そして全てのノートブックを実行してみて問題がないか確認します。クイックスタートの通りに作業して、エラーなく実行できれば問題ありません。
4. 当日
レクチャーはスライドとノートブックを行き来することになると思います。仮想デスクトップ(MacならばMission Control)を使って、スライド用のデスクトップとノート実行用のデスクトップを切り替えながら行うと便利です。
内容はあまり汎用的でないので参考にならないかもしれませんが、今回のスライドとノートはこちらになります:
- VIZBI 2015 Tutorial: Cytoscape, IPython, Docker, and Reproducible Network Data Visualization Workflows
- ノートブックとDockerfile
問題点
実際にこの手順を試してみて、いくつか問題に気づきましたのでメモしておきます。
Dockerのインストール
Dockerのインストールはかなり簡単ですし、よく整備されたドキュメントやビデオも出回っていますが、それでもインストールに躓く参加者がいました。完全に誰でもインストールできるというのは、インストーラーのダブルクリック、もしくはbrew/apt-getなどのパッケージマネージャで設定ゼロで使える状態でないとダメなようです。

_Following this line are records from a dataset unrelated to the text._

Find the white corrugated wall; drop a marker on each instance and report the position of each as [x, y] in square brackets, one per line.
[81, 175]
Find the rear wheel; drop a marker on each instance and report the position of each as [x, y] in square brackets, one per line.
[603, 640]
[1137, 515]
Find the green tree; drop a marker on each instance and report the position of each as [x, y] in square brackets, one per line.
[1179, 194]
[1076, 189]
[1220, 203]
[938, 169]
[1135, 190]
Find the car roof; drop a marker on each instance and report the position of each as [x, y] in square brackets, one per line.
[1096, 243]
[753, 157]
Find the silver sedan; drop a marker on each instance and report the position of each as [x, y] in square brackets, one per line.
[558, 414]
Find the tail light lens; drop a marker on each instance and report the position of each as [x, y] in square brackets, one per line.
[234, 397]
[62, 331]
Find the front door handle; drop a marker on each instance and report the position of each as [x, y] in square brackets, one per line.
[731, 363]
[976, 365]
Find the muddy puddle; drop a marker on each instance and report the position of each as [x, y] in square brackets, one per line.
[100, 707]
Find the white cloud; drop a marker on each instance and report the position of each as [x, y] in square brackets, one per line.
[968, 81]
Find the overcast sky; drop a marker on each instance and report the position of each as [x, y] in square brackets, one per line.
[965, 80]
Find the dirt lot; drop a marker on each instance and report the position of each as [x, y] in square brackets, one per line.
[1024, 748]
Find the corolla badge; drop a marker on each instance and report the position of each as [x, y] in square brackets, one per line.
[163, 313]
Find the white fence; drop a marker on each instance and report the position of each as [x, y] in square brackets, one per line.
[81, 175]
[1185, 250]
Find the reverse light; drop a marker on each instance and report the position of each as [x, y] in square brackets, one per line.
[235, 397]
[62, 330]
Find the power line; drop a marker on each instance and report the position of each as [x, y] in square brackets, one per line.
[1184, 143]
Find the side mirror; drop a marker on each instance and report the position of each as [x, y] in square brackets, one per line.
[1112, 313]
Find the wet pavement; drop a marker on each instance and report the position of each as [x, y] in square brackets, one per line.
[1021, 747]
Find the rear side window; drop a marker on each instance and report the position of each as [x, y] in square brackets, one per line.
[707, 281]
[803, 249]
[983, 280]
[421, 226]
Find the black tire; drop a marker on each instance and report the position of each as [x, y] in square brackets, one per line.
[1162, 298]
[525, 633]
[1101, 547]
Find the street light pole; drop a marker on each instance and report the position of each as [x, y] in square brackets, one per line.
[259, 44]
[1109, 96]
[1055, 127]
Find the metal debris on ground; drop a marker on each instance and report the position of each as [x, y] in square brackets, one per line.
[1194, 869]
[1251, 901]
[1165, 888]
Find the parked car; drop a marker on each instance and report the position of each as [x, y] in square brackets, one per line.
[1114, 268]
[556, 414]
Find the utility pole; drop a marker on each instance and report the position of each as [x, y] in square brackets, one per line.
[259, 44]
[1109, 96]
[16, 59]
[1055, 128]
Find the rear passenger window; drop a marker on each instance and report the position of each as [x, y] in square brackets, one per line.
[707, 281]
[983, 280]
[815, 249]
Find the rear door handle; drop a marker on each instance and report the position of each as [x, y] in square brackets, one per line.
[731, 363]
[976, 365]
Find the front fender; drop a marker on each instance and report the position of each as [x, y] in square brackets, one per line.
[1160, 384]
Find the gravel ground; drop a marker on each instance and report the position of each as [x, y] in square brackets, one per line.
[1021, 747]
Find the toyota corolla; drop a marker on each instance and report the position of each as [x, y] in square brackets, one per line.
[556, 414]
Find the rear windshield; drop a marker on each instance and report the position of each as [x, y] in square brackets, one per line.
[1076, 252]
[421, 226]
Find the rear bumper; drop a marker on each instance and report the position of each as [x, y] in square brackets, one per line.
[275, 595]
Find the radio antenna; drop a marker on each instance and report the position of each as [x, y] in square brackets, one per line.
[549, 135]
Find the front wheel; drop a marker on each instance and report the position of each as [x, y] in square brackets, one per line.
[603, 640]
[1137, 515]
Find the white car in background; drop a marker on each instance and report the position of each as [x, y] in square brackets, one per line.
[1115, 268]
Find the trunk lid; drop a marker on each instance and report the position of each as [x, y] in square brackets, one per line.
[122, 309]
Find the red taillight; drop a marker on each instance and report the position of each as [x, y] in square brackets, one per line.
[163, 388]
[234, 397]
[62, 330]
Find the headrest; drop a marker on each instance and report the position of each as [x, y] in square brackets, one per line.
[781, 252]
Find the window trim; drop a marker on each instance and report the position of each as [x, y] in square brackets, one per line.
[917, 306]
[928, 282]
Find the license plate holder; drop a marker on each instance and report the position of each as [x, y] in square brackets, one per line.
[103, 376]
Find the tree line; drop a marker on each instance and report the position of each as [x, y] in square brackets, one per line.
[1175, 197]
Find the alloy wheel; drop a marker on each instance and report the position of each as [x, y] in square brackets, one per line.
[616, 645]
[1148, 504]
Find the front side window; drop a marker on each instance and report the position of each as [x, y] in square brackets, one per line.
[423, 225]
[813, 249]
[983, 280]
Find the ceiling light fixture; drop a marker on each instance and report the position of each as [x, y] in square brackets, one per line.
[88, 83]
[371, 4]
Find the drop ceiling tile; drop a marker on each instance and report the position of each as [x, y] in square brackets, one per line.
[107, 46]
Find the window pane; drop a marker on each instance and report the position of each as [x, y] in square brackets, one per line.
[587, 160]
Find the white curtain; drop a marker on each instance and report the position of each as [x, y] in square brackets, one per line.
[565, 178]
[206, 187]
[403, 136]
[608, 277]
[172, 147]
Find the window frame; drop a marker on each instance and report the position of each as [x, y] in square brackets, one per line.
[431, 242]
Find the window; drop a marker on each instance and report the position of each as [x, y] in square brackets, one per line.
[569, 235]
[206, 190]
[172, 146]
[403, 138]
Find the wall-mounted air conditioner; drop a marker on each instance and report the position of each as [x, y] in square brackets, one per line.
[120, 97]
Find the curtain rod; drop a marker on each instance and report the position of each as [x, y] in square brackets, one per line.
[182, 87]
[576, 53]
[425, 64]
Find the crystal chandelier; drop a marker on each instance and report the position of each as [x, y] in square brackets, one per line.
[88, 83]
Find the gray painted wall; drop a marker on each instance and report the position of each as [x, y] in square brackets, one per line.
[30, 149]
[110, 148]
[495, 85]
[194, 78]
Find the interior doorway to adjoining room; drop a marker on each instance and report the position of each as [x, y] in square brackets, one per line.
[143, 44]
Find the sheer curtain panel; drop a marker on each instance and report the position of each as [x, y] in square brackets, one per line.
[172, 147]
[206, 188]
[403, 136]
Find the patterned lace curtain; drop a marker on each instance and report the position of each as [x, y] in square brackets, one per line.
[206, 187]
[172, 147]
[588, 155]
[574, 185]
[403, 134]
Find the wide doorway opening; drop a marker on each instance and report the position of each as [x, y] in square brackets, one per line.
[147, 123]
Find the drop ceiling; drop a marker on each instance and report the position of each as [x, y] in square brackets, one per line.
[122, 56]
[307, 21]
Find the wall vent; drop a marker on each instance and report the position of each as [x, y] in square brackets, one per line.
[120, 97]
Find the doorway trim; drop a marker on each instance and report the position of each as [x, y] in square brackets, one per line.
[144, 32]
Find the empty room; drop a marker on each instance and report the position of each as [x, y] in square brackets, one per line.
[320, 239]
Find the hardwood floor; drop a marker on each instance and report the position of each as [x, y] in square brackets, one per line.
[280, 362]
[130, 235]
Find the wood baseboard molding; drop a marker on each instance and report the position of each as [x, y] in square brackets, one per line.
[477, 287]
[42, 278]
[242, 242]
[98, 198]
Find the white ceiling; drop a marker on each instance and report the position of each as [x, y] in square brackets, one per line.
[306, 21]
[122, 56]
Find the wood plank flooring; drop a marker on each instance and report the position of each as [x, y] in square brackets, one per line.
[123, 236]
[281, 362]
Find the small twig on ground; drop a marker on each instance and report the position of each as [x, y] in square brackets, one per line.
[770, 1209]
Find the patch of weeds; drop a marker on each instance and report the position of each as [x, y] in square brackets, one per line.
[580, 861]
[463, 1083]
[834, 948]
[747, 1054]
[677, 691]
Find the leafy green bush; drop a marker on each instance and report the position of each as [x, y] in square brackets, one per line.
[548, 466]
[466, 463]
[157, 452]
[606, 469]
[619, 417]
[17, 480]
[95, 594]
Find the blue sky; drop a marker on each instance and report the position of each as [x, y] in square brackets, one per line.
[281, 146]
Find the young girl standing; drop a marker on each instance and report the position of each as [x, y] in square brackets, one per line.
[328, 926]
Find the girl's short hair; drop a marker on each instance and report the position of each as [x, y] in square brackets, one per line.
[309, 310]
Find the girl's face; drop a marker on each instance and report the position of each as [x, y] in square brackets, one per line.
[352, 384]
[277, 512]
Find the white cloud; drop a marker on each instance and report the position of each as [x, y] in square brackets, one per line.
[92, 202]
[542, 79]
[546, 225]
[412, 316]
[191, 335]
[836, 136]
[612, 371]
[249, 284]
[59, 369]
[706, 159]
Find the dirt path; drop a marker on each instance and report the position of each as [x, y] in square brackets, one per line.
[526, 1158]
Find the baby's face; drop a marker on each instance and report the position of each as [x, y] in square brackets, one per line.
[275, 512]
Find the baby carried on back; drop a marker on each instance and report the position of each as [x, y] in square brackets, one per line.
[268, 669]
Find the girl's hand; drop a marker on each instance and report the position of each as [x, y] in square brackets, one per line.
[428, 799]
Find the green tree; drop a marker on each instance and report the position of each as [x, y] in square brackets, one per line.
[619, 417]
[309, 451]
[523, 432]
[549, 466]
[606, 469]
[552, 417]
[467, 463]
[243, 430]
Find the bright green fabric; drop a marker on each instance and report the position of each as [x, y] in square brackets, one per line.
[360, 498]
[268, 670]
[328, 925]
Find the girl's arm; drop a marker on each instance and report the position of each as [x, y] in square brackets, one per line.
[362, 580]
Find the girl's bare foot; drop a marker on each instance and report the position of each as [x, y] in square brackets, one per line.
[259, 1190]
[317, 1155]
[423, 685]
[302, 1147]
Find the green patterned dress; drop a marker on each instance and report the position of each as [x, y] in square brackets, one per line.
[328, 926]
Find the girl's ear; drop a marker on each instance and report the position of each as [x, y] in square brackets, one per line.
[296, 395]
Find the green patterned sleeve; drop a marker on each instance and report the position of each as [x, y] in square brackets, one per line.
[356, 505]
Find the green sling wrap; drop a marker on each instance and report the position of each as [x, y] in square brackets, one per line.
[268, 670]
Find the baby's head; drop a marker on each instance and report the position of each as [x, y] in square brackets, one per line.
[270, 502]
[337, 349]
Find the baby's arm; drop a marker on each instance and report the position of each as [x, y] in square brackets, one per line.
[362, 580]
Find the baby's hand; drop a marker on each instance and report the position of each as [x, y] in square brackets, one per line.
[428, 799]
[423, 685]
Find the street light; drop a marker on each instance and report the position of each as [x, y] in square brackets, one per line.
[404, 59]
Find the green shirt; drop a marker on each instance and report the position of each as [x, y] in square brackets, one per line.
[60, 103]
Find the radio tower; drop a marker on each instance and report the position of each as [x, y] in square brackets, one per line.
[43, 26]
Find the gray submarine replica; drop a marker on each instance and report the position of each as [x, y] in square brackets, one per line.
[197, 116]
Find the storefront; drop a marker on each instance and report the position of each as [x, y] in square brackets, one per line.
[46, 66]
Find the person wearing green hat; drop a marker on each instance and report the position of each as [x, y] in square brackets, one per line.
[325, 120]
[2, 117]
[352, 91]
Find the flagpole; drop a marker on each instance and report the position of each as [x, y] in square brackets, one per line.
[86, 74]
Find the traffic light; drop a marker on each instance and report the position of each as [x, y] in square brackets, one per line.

今回の場合、boot2dockerがらみで.bashrcなどにexportステートメントを追加して幾つか環境変数を追加しておく、と言う部分が分からなかった人がいました。
必要なスキルと最終的なゴール
残念ながら前提知識が欠けていたため、一人だけ全くついて来られない方が居ました。こういったミスマッチは残念ながら起こりえるので、最終的なゴールと絶対に必要な知識だけは周知徹底しておくことが重要です。
イメージのpull
ご存知の通り、Dockerの実行自体は非常に軽いですが、初めて実行する時には必要な依存関係を全てDocker Hubのレポジトリからダウンロードするために非常に時間がかかります。このため、参加者に宿題として配布したイメージをrunコマンドで実行だけしておいて欲しいとお願いしたのですが、それが必要な意味をしっかり伝えなかったため、会場でコンテナをスタートさせるのに非常に時間がかかる方も居ました。今回は研究所のネットワークがそれなりに早かったので何とかなりましたが、帯域制限でそもそもこれが不可能な場合もあります。Dockerのインストールドキュメントではubuntuのコンテナのシェルにログインするあたりを動作確認としていますが、それに加えて、当日使うイメージの実行を必ず予め行うように伝えるべきです。
まとめ
この手法を使うのはまだ初めてだったので、うまくいくかどうか不安でしたが、なんとか無事に終わりました。今後もチュートリアルなどを通じて、さらに効率のよい、確実性の高い方法を模索していこうと思います。